Dubois n'est pas un cinéaste du genre au sens étroit, et c'est précisément ce qui rend sa présence intéressante. L'animation, lorsqu'elle abandonne le confort du joli, peut devenir l'un des médiums les plus troublants du cinéma. Elle ne photographie pas le réel. Elle le recompose, le contamine, le fait trembler de l'intérieur. Dans le cinéma d'animation, un visage peut changer de matière, un paysage peut perdre sa stabilité, une couleur peut annoncer une peur que le récit n'a pas encore formulée.

Ce rapport à la matière donne à Dubois une place singulière dans une base d'horreur. Il rappelle que le fantastique ne commence pas toujours par une créature. Il commence souvent par une perception. Le dessin permet de rendre visible ce qui, dans la prise de vues réelle, resterait peut-être trop psychologique: l'épaisseur d'un souvenir, la violence d'une tradition, le malaise d'un regard posé sur l'autre. Chez lui, l'image n'est jamais purement illustrative. Elle pense.

La dimension voyageuse de son cinéma importe aussi. Dubois a travaillé sur des formes où le déplacement géographique devient déplacement moral. Regarder un pays, une culture, une cérémonie, ce n'est jamais neutre. Il y a toujours le risque de l'exotisme, mais aussi la possibilité d'une attention réelle, d'une rencontre avec des rites et des histoires qui résistent à la simplification. Cette tension touche de près le fantastique, surtout lorsqu'il s'intéresse aux croyances, aux morts, aux coutumes, aux traces collectives.

Dans un catalogue comme CaSTV, ce type d'entrée ouvre une respiration.

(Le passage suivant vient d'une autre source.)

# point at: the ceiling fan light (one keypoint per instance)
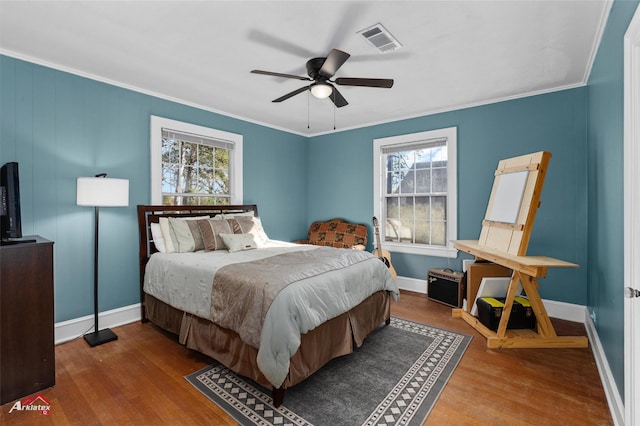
(321, 91)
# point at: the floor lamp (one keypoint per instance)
(100, 191)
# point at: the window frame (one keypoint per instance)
(235, 155)
(379, 168)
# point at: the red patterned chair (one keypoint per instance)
(337, 233)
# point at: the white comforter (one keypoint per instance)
(185, 280)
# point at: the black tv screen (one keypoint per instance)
(10, 221)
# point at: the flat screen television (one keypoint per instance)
(10, 221)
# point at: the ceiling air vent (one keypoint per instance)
(380, 38)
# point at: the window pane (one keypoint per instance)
(194, 168)
(439, 208)
(422, 233)
(422, 208)
(169, 177)
(423, 180)
(415, 180)
(440, 180)
(438, 233)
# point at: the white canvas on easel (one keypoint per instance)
(493, 287)
(508, 197)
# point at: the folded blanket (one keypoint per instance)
(271, 302)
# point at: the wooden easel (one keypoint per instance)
(504, 238)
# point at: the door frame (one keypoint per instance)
(631, 215)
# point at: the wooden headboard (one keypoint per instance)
(152, 214)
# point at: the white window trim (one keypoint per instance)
(450, 134)
(158, 123)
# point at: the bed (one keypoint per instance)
(276, 334)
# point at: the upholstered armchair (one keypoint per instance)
(337, 233)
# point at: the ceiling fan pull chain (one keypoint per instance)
(334, 111)
(308, 107)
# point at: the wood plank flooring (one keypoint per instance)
(139, 379)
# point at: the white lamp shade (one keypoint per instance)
(102, 192)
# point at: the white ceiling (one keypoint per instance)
(455, 53)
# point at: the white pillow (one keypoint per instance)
(166, 235)
(238, 242)
(158, 239)
(253, 225)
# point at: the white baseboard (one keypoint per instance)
(614, 400)
(568, 312)
(560, 310)
(72, 329)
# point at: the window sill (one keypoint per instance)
(422, 250)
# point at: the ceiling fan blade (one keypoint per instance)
(334, 60)
(290, 94)
(338, 99)
(278, 74)
(367, 82)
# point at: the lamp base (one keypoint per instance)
(100, 337)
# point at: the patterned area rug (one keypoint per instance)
(395, 378)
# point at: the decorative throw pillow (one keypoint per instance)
(166, 234)
(182, 237)
(211, 230)
(253, 225)
(178, 236)
(238, 242)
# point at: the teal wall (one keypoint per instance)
(605, 157)
(59, 126)
(341, 178)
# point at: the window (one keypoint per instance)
(194, 165)
(415, 192)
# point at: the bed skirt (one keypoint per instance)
(332, 339)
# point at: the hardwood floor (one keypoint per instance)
(139, 379)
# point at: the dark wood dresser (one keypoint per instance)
(27, 357)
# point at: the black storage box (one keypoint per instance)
(490, 312)
(446, 286)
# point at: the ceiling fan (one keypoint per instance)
(320, 71)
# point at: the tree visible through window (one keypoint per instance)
(193, 173)
(416, 195)
(415, 189)
(194, 165)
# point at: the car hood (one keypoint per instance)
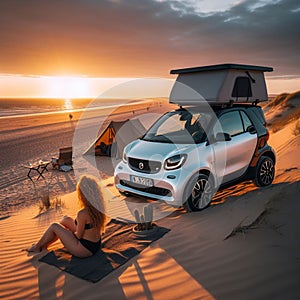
(155, 151)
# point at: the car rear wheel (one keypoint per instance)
(199, 193)
(265, 171)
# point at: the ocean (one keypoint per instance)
(26, 107)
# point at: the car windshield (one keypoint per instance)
(180, 127)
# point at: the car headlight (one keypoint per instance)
(175, 162)
(124, 157)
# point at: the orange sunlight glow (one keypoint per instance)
(68, 87)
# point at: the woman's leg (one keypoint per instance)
(68, 239)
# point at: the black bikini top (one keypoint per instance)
(86, 226)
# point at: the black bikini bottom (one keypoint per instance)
(91, 246)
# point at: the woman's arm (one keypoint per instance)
(81, 220)
(69, 223)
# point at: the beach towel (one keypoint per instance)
(119, 244)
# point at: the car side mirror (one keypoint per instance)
(251, 129)
(223, 137)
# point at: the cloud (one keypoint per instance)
(144, 38)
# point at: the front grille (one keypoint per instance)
(144, 166)
(151, 190)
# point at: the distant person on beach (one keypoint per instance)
(82, 236)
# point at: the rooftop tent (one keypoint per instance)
(220, 84)
(115, 137)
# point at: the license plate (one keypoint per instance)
(141, 180)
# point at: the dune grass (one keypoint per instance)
(284, 99)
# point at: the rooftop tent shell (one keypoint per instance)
(220, 84)
(112, 140)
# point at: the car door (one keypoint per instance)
(238, 151)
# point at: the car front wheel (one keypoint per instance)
(199, 193)
(265, 171)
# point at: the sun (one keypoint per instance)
(68, 87)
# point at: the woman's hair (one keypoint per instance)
(90, 196)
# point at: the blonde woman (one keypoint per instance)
(82, 236)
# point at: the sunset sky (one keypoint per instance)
(50, 47)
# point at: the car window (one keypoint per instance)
(246, 121)
(182, 126)
(231, 123)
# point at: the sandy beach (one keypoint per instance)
(244, 246)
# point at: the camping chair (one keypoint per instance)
(64, 159)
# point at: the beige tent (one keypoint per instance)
(115, 137)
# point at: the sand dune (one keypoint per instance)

L'horreur ne se limite pas aux couloirs sombres et aux tueurs. Elle peut passer par un dessin qui se défait, par une voix qui raconte trop calmement, par une image qui hésite entre document et hallucination. Les formes animées ont une longue histoire avec la peur: cauchemars de papier, silhouettes découpées, métamorphoses impossibles, corps rendus à une plasticité inquiétante. Dubois appartient à cette histoire par une voie plus méditative que spectaculaire.

On peut situer sa sensibilité dans les années 2010, moment où l'animation d'auteur a largement consolidé son dialogue avec le documentaire, l'essai personnel et les récits de mémoire. Cette hybridation a rendu possible une horreur plus douce en apparence, mais parfois plus tenace. Quand une image dessinée porte un témoignage, une disparition ou un rite, elle ne cherche pas seulement à séduire l'œil. Elle rend instable la frontière entre ce qui a été vu, ce qui a été raconté et ce qui revient hanter.

Bastien Dubois apporte donc à CaSTV une forme de hantise par la surface. Son cinéma rappelle que la peur peut être affaire de texture, de pigment, de montage sensible. Il ne s'agit pas de forcer son œuvre dans une case horrifique, mais de reconnaître que l'horreur a besoin de ces voisinages. Les images les plus inquiétantes ne sont pas toujours celles qui montrent le danger. Ce sont parfois celles qui donnent au monde l'air d'avoir été dessiné par quelqu'un qui se souvient de trop de choses à la fois.